The last time DeepSeek launched a model, it wiped roughly a trillion dollars off US tech stocks. This time, the message is quieter but arguably more consequential: the Chinese AI lab doesn’t need Western hardware anymore.

DeepSeek released V4 on Friday, a preview of its latest model family. The technical headlines are eye-catching — a 1.6 trillion parameter flagship, a one-million-token context window, and what the company describes as “drastically reduced compute & memory costs.” But the strategic signal sits in a single sentence from Huawei Technologies: its Ascend supernode, built on domestically produced 950 AI chips, will “fully support” DeepSeek V4.

That pairing matters more than any benchmark.

What V4 Actually Does

Two models launched. DeepSeek-V4-Pro has 1.6 trillion total parameters with 49 billion activated per query; DeepSeek-V4-Flash, the lighter variant, has 284 billion parameters with 13 billion activated. Both use Mixture-of-Experts architecture — only a fraction of the model fires for any given token, the structural trick that made V3 so cheap to run.

V4 extends that efficiency considerably. According to the company’s technical report, the Pro model requires just 27 percent of the per-token inference compute and 10 percent of the key-value memory cache that its predecessor, V3.2, needed at full one-million-token context. A hybrid attention mechanism combining what DeepSeek calls Compressed Sparse Attention and Heavily Compressed Attention handles the gains.

Benchmarks are competitive, not dominant. V4-Pro scores 90.1 on MMLU, 76.8 on HumanEval, and 92.6 on GSM8K. DeepSeek claims it leads all current open-source models in coding, math, and STEM reasoning, trailing only Google’s Gemini-3.1-Pro on world knowledge. Strong. Not a blowout.

The Huawei Factor

This is where the story shifts from technical incrementalism to geopolitical significance.

Huawei’s Ascend 950 chips are not Nvidia GPUs. They are Chinese-designed silicon, built under US export controls that have tried — and so far failed — to choke off China’s access to cutting-edge AI hardware. DeepSeek running natively on Ascend infrastructure tells you something benchmarks don’t: the Chinese AI stack is becoming self-contained.

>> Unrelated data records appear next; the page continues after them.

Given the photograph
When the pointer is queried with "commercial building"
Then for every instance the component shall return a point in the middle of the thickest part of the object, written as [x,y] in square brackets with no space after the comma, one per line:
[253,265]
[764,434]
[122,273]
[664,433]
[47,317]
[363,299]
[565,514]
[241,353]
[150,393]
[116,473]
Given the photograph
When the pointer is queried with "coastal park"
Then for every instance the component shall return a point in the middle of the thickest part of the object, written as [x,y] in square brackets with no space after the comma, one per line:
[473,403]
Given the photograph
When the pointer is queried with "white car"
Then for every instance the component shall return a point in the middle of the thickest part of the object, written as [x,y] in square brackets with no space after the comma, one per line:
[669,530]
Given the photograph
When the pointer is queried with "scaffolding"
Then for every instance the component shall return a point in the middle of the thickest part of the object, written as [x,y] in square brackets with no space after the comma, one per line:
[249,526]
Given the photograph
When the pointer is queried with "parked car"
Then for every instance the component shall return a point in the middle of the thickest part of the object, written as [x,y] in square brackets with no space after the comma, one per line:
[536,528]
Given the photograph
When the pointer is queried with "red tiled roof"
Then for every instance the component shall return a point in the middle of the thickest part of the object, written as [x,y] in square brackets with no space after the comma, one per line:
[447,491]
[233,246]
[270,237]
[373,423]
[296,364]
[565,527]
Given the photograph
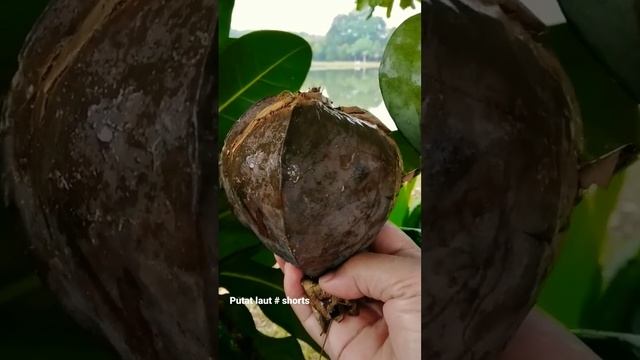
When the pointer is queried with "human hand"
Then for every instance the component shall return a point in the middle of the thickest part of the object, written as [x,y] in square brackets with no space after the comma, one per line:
[388,325]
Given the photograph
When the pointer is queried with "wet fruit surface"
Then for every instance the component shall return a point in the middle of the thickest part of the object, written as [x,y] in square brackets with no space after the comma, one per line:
[501,149]
[110,142]
[314,183]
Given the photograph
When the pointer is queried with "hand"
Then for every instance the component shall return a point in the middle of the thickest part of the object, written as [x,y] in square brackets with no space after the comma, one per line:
[541,337]
[389,323]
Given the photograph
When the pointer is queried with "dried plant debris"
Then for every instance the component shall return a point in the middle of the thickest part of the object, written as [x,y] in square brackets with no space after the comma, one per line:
[327,307]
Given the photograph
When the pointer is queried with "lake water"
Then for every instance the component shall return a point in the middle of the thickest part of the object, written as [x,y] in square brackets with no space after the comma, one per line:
[351,87]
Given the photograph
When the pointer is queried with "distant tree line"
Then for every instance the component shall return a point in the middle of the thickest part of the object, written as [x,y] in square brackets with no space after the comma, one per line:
[352,37]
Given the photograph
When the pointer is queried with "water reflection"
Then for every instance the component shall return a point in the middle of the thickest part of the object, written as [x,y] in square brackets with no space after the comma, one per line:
[351,87]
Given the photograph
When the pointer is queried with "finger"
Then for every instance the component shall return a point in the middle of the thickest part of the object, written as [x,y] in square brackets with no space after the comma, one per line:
[377,276]
[541,337]
[340,333]
[393,241]
[293,289]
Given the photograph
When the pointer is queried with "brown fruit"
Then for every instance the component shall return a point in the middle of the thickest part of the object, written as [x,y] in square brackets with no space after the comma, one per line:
[314,183]
[502,140]
[110,151]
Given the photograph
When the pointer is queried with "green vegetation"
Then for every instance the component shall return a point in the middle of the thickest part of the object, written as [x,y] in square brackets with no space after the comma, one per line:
[352,37]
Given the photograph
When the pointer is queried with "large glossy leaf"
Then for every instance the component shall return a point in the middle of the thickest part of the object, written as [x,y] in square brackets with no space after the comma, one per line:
[257,65]
[402,206]
[610,116]
[612,29]
[619,307]
[576,277]
[246,278]
[400,73]
[611,345]
[410,157]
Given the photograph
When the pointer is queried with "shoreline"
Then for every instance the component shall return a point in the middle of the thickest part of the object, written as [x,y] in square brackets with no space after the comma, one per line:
[343,65]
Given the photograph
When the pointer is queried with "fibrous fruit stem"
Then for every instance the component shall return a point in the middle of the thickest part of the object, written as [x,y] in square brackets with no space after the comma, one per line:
[326,306]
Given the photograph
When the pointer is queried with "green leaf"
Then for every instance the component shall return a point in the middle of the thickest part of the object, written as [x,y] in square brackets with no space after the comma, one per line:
[576,277]
[400,73]
[243,341]
[610,116]
[245,278]
[414,233]
[258,65]
[619,307]
[612,30]
[611,345]
[401,208]
[410,157]
[224,22]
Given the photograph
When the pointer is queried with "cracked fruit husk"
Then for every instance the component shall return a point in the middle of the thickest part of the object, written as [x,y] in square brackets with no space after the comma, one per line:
[315,183]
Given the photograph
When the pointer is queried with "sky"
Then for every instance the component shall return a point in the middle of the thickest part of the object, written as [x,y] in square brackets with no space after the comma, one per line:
[310,16]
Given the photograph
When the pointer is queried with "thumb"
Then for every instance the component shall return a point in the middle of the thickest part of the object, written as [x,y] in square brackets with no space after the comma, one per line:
[377,276]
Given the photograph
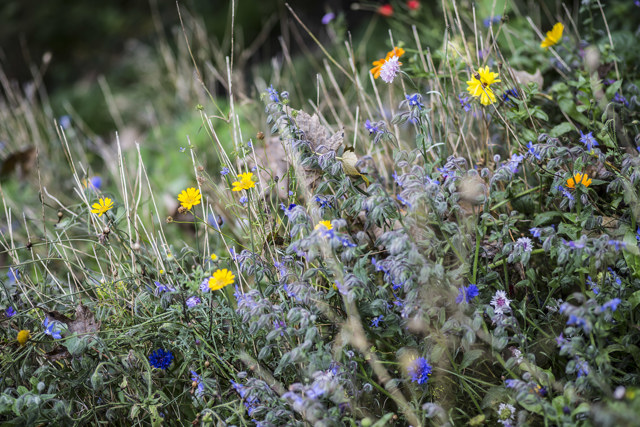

Channel News Asia, citing Reuters, reported that Huawei’s Ascend supernode would “fully support” all DeepSeek V4 variants. The timing is deliberate. This is a demonstration — to Beijing, to Washington, to the global developer community — that you can build and deploy frontier AI without a single American chip.

The Price Gap

DeepSeek’s API pricing has always been aggressive. Third-party analysis from Wavespeed.ai estimates V4 costs between $0.028 and $0.28 per million tokens, compared to $15 or more for comparable OpenAI services — a 20-to-50-fold difference. Cache-hit discounts of 90 percent and off-peak pricing push costs lower still.

The MoE architecture explains the gap. When only a slice of your parameters activates per token, you spend less compute per query. V4’s architecture amplifies this: the efficiency gains over V3.2 are not incremental adjustments but order-of-magnitude shifts in memory and compute requirements.

This is the cost curve that should concern Western AI labs pouring tens of billions into GPU clusters. DeepSeek is not matching their performance by outspending them. It is approaching it by spending differently.

The Geopolitical Backdrop

The launch lands one day after the White House accused Chinese firms of running “industrial-scale distillation campaigns to steal American AI.” Michael Kratsios, the Trump administration’s science and technology advisor, posted the claim on X ahead of an expected summit between Donald Trump and Xi Jinping in Beijing next month, according to France 24.

DeepSeek, for its part, acknowledged the recent attention in its announcement, advising users to rely only on official DeepSeek accounts for news and noting that “statements from other channels do not reflect our views.” Carefully phrased. Deliberately ambiguous about what “other channels” might have said.

The scheduling is hard to ignore. A White House accusation of theft on Thursday, a Chinese AI lab releasing a frontier model on domestic silicon on Friday. Whether coordinated or coincidental, the optics write themselves.

Substance and Signal

Strip away the geopolitics and what remains is a technically solid but evolutionary release. V4 extends DeepSeek’s efficiency lead, adds genuine long-context capability, and lands on domestic hardware. Real accomplishments. Not the shock that V3 delivered — but not designed to be.

V3 was a proof of concept: Chinese AI can compete. V4 is a proof of sustainability: Chinese AI can iterate, improve, and do it on its own silicon.

That is a harder proposition for Washington to counter with export controls alone.